O padre não estava em casa no momento da prisão, ocorrida às 11h45. O delegado Pedro Paulo Marques, da Polícia Civil de Minas, viu que havia uma placa de “vende-se” no muro e ligou como se estivesse interessado no imóvel. Meia hora depois o padre chegou para negociar usando uma bicicleta. Ao receber voz de prisão, exclamou “Ai meu Deus” três vezes. Jurou que é inocente e disse aos investigadores que vai rezar mais. Buzzi foi levado de Joinville para o presídio de Três Corações.
De acordo com o depoimento do seminarista Heverton Cesar Peixoto, que atua na mesma comunidade, Buzzi era convidado por outros padres para celebrar missas e esses mesmos sacerdotes faziam uma espécie de vaquinha para pagar um salário a ele. Segundo a delegada Ana Paula Gontijo, que comandou as investigações, o acusado se aproveitava do fato de atuar em um lugar distante para passar despercebido, já que o seu currículo de criminoso é conhecido. “Ele também pregava em escolas, centro comunitários e na casa de famílias católicas e recebia ajuda financeira da comunidade”, diz a delegada.
O juiz Tarciso Moreira de Souza decidiu pedir a prisão do padre depois que leu o depoimento da vítima e de sua mãe.

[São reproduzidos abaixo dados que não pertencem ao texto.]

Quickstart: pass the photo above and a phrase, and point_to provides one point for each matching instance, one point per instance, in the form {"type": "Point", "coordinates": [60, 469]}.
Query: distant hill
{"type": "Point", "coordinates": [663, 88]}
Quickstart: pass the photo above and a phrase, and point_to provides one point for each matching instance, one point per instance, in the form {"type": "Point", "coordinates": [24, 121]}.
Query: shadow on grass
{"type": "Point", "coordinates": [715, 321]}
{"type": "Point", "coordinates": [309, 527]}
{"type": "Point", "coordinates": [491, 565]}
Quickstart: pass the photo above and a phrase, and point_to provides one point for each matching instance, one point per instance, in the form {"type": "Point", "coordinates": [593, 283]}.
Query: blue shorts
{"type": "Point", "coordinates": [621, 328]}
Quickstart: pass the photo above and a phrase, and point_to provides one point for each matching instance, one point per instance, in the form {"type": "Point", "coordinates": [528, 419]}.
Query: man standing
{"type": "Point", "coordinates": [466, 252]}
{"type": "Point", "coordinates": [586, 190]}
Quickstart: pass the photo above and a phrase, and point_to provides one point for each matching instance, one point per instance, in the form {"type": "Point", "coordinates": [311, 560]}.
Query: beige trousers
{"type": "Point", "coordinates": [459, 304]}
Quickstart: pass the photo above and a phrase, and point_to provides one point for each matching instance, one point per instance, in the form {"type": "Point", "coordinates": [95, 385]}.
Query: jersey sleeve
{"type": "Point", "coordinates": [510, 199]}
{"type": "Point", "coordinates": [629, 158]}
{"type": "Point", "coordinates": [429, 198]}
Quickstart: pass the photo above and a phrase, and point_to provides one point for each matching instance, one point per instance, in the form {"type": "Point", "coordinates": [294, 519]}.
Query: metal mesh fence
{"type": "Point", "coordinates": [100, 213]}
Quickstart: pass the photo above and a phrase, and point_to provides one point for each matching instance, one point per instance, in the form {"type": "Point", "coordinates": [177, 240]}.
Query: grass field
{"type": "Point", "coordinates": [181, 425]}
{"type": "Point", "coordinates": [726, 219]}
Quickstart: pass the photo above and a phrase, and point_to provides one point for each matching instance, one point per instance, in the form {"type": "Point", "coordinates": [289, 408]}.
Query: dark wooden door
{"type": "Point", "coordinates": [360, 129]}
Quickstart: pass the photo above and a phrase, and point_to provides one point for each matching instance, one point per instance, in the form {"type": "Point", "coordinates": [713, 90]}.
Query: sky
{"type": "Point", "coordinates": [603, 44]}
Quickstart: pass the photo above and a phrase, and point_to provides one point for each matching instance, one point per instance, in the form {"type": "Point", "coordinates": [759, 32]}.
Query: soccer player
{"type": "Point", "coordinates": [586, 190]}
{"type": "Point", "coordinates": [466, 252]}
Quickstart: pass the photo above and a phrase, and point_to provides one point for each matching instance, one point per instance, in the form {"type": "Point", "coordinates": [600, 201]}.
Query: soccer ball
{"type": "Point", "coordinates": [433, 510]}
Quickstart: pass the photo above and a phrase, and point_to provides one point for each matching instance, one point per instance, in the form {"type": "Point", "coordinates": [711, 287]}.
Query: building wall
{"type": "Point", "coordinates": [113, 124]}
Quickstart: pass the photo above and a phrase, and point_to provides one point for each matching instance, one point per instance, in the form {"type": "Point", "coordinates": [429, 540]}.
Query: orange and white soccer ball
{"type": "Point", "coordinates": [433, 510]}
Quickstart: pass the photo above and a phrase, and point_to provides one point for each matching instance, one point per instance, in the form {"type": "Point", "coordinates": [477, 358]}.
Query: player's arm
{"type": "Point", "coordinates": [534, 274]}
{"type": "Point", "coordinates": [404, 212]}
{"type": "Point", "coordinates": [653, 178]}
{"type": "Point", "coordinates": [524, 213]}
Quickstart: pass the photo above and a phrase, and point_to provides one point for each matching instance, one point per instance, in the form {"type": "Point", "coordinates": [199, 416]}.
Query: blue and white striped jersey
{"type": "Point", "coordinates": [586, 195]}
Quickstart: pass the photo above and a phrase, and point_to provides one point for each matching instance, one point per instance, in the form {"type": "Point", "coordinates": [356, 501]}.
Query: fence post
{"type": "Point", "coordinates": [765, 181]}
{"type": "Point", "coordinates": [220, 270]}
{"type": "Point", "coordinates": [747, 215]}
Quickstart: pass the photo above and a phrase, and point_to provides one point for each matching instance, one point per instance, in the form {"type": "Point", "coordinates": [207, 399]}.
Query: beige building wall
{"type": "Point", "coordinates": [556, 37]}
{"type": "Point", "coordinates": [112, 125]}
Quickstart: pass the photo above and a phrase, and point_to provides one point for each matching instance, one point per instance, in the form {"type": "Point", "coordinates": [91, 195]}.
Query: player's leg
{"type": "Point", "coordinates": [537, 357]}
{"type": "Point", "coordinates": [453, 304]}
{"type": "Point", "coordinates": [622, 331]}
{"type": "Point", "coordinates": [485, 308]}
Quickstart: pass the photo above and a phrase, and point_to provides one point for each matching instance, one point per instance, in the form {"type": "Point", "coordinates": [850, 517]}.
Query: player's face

Segundo o menino relatou, o padre levou ele e dois amigos para uma pescaria por duas vezes. Ao chegar à beira do riacho, Buzzi dizia às crianças que havia esquecido de levar as minhocas que serviriam de isca e pedia que os dois amigos da vítima fossem atrás. Quando ficou a sós com o menino de 10 anos, Buzzi baixou a bermuda do garoto com a desculpa que iria procurar carrapatos em seu órgão sexual. Nas palavras do menino, “o padre botava a boca no seu pênis ao mesmo tempo que introduzia o dedo em seu anus”. A vítima disse ainda que Buzzi deu a ele uma lanterna e uma nota de dez reais para que não relatasse a prática sexual à sua mãe.
Na delegacia, a mãe do menino disse que já desconfiava – mas não queria acreditar – que o padre vinha abusando sexualmente do seu filho, pois era comum Buzzi ficar na sala assistindo televisão com o menino sentado em seu colo. Em uma das ocasiões, segundo depoimento da mãe, o padre estava deitado na cama com o menino embaixo de um cobertor. “Não imaginava que ele abusava do meu filho porque ele é padre e frequentava a minha casa para levar a palavra de Deus”, disse a mãe, que não quis ser identificada.
Ela contou que só procurou a polícia depois que uma vizinha lhe mostrou um exemplar de VEJA que denuncia a prisão do padre Fabiano, na qual Buzzi é citado. A partir dessa denúncia, a polícia grampeou o telefone do padre com autorização judicial e passou a monitorá-lo, usando inclusive um sistema de rastreamento pelo celular que indica em tempo real o local exato onde ele se encontra.
Buzzi é o segundo padre que foi parar atrás das grades denunciado por abuso sexual de vulnerável em menos de dois meses. Em junho, o pároco de Frutal (MG), Fabiano Gonzaga, foi preso em flagrante na cidade de Caldas Novas (GO) depois de forçar um menino de 15 anos a fazer sexo oral nele dentro da sauna de um clube.
O padre foi preso às 11h45 por uma equipe comandada pelo delegado Pedro Paulo Marques, da Polícia Civil de Minas, em Joinville.